رَمَىْ asalnya رَمَيَ ikut pada wazan فَعَلَ. Ya’ diganti Alif karena ia berharkah dan
sebelumnya ada Huruf berharkah Fathah, maka menjadi رَمَيَ. (*Alif pada lafazh رَمَىْ dinamakan Alif Layyinah).
Perhatian:
1.
Kaidah
ini berlaku pada Wau atau Ya’ dengan Harkah asli. Apabila harkah keduanya bukan
asli atau baru, maka tidak boleh dirubah. Contoh دَعَوُاالْقَوْمَ
.
2.
Apabila
setelah wawu atau ya’ itu ada huruf mati/sukun, maka diklarifikasikan sbb:
§ Jika Wawu atau Ya’ tsb bukan pada posisi Lam Fi’il,
maka tidak boleh di-I’lal, karena dihukumi seperti Huruf Shahih. Contoh: بَيَانٌ, طَوِيْلٌ, خَوَرْنَقٌ.

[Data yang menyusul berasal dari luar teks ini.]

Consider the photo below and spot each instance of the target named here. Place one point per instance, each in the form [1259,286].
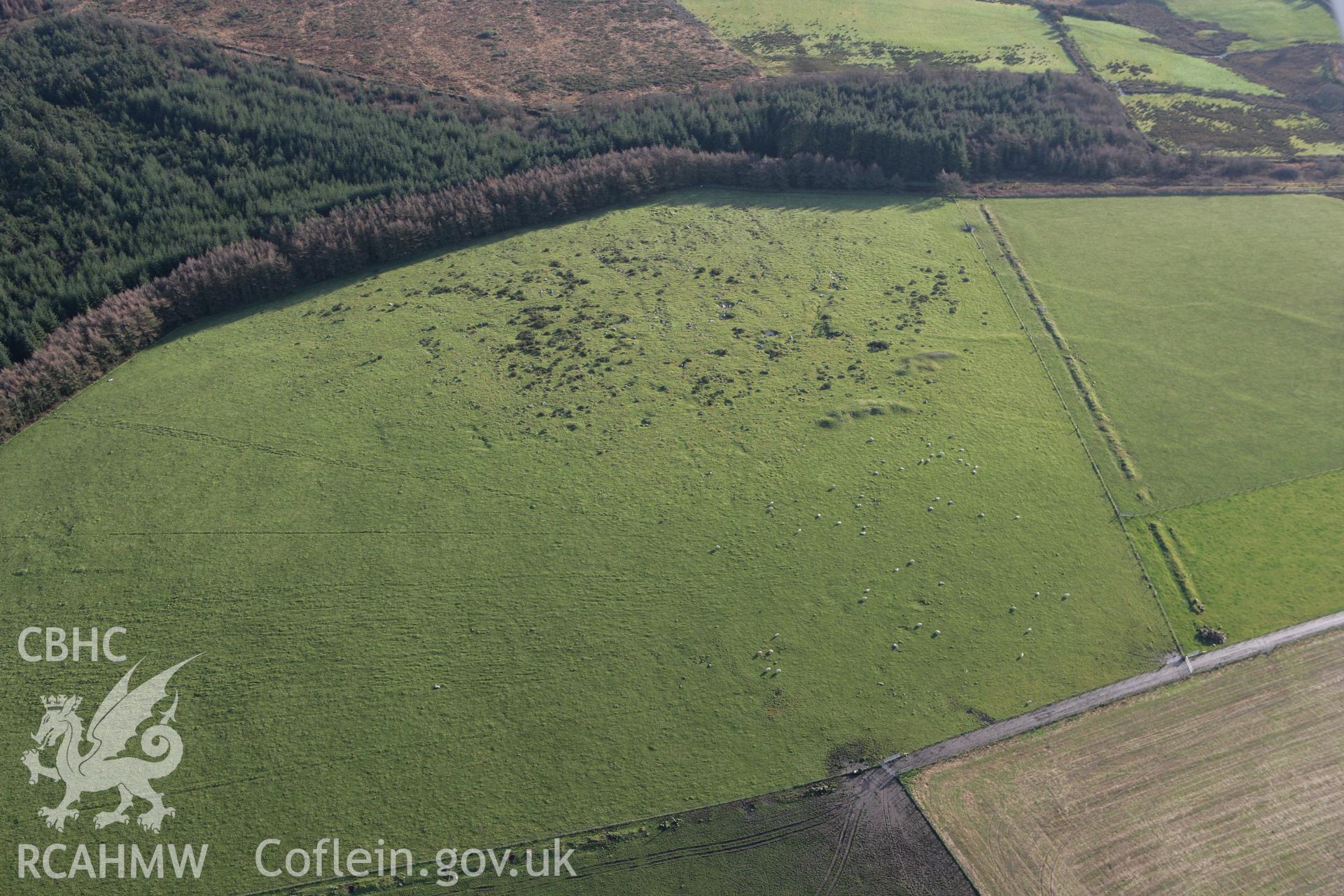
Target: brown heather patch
[526,50]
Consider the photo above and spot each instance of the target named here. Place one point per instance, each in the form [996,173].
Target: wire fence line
[1105,488]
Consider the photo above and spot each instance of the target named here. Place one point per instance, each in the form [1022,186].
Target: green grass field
[799,35]
[1123,54]
[1206,326]
[1222,783]
[1270,23]
[1259,562]
[580,477]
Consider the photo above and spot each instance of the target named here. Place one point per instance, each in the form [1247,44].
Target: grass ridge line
[1129,539]
[1233,495]
[1166,540]
[1081,382]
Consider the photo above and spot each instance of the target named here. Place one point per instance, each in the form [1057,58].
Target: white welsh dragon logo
[102,766]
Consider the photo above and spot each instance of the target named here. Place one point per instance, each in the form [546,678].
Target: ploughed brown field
[1224,783]
[527,50]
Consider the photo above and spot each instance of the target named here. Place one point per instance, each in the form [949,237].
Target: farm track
[1059,394]
[843,846]
[1177,669]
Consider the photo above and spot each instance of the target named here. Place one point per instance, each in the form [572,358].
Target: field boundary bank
[1085,387]
[1249,489]
[1129,539]
[1177,669]
[1166,540]
[1132,191]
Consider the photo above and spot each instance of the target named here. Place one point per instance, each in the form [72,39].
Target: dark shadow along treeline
[125,150]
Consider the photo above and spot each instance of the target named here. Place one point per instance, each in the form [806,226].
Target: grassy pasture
[1270,23]
[1225,783]
[1225,125]
[1208,327]
[800,35]
[1260,561]
[538,472]
[1126,54]
[858,836]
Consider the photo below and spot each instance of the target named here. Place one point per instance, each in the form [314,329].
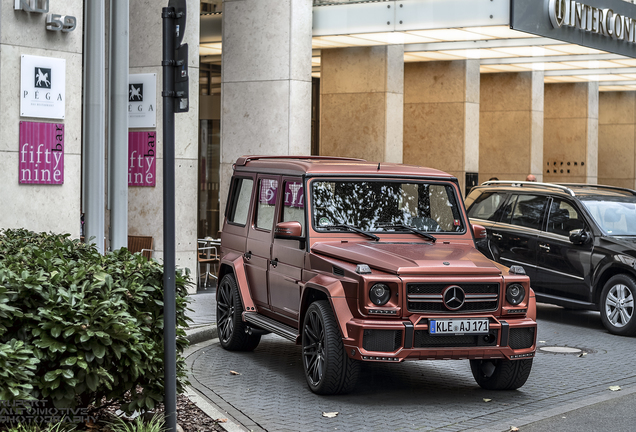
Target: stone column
[511,126]
[570,137]
[361,102]
[617,139]
[265,81]
[441,116]
[145,204]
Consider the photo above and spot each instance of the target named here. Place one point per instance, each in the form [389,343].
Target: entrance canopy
[570,41]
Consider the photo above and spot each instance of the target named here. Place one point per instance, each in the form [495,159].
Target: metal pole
[169,297]
[94,122]
[118,124]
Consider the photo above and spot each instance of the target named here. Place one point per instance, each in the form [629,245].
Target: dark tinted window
[370,204]
[240,200]
[294,203]
[266,204]
[526,210]
[487,206]
[563,218]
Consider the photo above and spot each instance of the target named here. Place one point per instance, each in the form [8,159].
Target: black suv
[577,242]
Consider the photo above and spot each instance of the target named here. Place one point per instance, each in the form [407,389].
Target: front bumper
[409,339]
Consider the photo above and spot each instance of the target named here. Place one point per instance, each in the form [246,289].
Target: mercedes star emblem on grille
[454,297]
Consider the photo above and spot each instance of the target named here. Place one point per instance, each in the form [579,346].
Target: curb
[201,334]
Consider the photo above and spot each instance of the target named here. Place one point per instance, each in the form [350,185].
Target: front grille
[521,337]
[424,340]
[428,297]
[382,340]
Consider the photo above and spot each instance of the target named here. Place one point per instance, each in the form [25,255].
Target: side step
[271,325]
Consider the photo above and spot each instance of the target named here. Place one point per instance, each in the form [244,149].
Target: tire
[501,374]
[328,369]
[229,319]
[617,305]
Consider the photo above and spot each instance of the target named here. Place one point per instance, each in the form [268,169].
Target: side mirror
[579,236]
[289,230]
[479,232]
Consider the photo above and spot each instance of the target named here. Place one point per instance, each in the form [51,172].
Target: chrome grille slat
[428,297]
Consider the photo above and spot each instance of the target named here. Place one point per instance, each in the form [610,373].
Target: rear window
[487,206]
[240,200]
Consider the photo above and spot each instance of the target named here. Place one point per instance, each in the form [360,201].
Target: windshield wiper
[354,229]
[410,228]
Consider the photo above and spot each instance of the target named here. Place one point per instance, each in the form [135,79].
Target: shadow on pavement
[580,318]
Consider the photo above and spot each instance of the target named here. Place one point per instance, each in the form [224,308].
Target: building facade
[477,88]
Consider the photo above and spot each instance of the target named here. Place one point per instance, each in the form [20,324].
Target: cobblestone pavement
[271,394]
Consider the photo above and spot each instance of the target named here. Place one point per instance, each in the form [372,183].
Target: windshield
[616,217]
[382,206]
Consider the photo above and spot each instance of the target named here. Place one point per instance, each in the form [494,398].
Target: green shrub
[77,326]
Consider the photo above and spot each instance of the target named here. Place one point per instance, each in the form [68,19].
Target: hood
[411,258]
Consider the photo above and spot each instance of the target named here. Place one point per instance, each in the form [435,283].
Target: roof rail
[245,159]
[533,184]
[595,186]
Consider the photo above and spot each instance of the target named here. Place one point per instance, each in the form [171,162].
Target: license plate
[458,326]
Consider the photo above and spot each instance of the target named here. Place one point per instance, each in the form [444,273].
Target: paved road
[271,394]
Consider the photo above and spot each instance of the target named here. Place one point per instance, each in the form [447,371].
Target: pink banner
[41,153]
[142,158]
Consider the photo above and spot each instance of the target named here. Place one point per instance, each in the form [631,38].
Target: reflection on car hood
[411,258]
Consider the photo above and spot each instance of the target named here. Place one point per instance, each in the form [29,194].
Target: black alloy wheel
[327,367]
[230,324]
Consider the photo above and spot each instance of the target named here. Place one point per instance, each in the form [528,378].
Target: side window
[240,200]
[487,206]
[563,218]
[528,211]
[266,204]
[294,203]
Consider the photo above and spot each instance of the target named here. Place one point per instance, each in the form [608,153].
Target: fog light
[379,294]
[515,293]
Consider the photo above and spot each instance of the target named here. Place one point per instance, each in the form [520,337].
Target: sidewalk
[203,315]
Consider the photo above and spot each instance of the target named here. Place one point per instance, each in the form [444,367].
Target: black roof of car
[580,190]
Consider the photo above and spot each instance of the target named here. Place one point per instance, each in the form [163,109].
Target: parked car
[577,242]
[366,262]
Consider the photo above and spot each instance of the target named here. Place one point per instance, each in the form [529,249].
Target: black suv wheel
[328,369]
[617,305]
[229,310]
[501,374]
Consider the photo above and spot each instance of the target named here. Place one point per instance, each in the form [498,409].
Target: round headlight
[379,294]
[515,293]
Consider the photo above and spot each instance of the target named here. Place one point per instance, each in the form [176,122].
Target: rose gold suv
[365,262]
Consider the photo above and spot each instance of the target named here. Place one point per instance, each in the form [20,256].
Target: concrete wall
[361,102]
[40,207]
[571,133]
[511,125]
[441,116]
[266,81]
[617,139]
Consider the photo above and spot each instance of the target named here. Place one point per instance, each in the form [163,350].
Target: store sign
[607,25]
[142,159]
[41,153]
[42,87]
[591,19]
[142,101]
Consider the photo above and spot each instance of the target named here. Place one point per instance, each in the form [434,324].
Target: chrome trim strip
[560,273]
[518,262]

§ Jika Wawu dan Ya’ tsb berada pada posisi Lam Fi’il,
maka tetap berlaku Kaidah I’lal ini. Contoh يَخْشَوْنَ
asalnya يَخْشَيُوْنَ . Namun disyaratkan
huruf yg mati/sukun setelah Wawu dan Ya’ tsb bukan huruf Alif dan huruf Ya’
tasydid, maka yang demikian juga tidak boleh di-I’lal. Contoh: رَمَيَا, عَلَوِيٌّ, غَزَوَا.
KAIDAH KE 2
إِذَا وَقَعَتِ
الْوَاوُ وَالْيَاءُ عَيْنًا مُتَحَرِّكَةً مِنْ أَجْوَفٍ وَكَانَ مَا قَبْلَهُمَا
سَاكِنًا صَحِيْحًا نُقِلَتْ حَرْكَتُهُمَا إلىَ مَا قَبْلَهَا, نَحْوُ يَقُوْمُ
أَصْلُهُ يَقْوُمُ, يَبِيْعُ أَصْلُهُ يَبْيِعُ.
Apabila
wau atau ya’ berharokat berada pada ‘ain fi’il Bina’ Ajwaf dan huruf sebelumnya
terdiri dari huruf Shahih yang mati/sukun, maka harakat wawu atau ya’ tsb harus
dipindah pada huruf sebelumnya. Contoh: يَقُوْمُ asalnya يَقْوُمُ dan يَبِيْعُ asalnya يَبْيِعُ.
Praktek I’lal:
يَقُوْمُ
يَقُوْمُ asalnya
يَقْوُمُ ikut pada wazan يَفْعُلُ . harkah
wawu dipindah pada huruf sebelumnya, karena wawu-nya berharkah dan sebelumnya
ada huruf shahih yg mati/sukun, untuk menolak beratnya mengucapkannya, maka
menjadiيَقُوْمُ
يَبِيْعُ
يَبِيْعُ asalnya
يَبْيِعُ ikut pada wazan يَفْعِلُ harkah
Ya’ dipindah pada huruf sebelumnya, karena Ya’-nya berharkah dan sebelumnya ada
huruf shahih yg mati/sukun, untuk menolak beratnya mengucapkannya, maka menjadi
يَبِيْعُ
Perhatian:
Perpindahan Syakal/Harakat/Tasykil/Tanda baca Wau
atau Ya’ tersebut dalam Kaidah ini, tidak berlaku apabila setelah Wawu atau Ya’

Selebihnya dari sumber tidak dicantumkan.